I was, mistakenly as it turns out, under the impression that this book was an actual account with real people, of the part reckless casino type wheeling-and-dealing on the back of idiocy in the mortgage markets, had on inflicting mayhem and meltdown to the global financial markets. I soon discovered it wasn't and fictitious names had been given to all mentioned on the grounds of avoiding embarrassment to those involved.
There have been many good and not so good books covering this shameful debacle in the past few years in which just about every character involved, (and their every dastardly, slipshod and negligent business practice exposed, discussed and analysed almost endlessly), has been named and in many cases shamed. So why the coyness here?
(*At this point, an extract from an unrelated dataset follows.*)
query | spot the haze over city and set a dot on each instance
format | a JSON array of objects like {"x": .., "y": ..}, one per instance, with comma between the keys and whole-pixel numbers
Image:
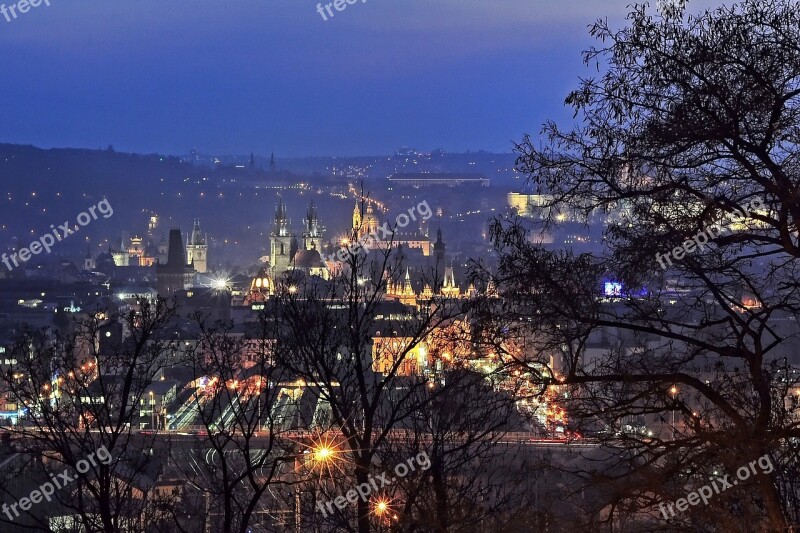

Why was this attempt made to give anonymity to a selected bunch of friends and colleagues? I am not aware of any other serious commentator on this subject matter having granted anonymity to those involved. I find that 'some part' fact and 'some part' fiction not conducive to credibility.
And what is the generic name of this hybrid of 'actuality' and 'opus of imagination'? 'FacFic', 'FicFac' or ''Fac'n'Fic", perhaps, but all best said slowly. And, in which book list would it appear under, 'Fiction', 'Non-Fiction' or a new classification 'Non-Fiction-Fiction'?
I am afraid that as soon as I realised that Mr Ishikawa (if that is actually his name) was on an 'anonymity kick' my interest waned very quickly although I did read some of the authors explanation of derivative forms and found them to be as well and even better explained than attempts in some other books and for that alone I arrive at a 2 star rating.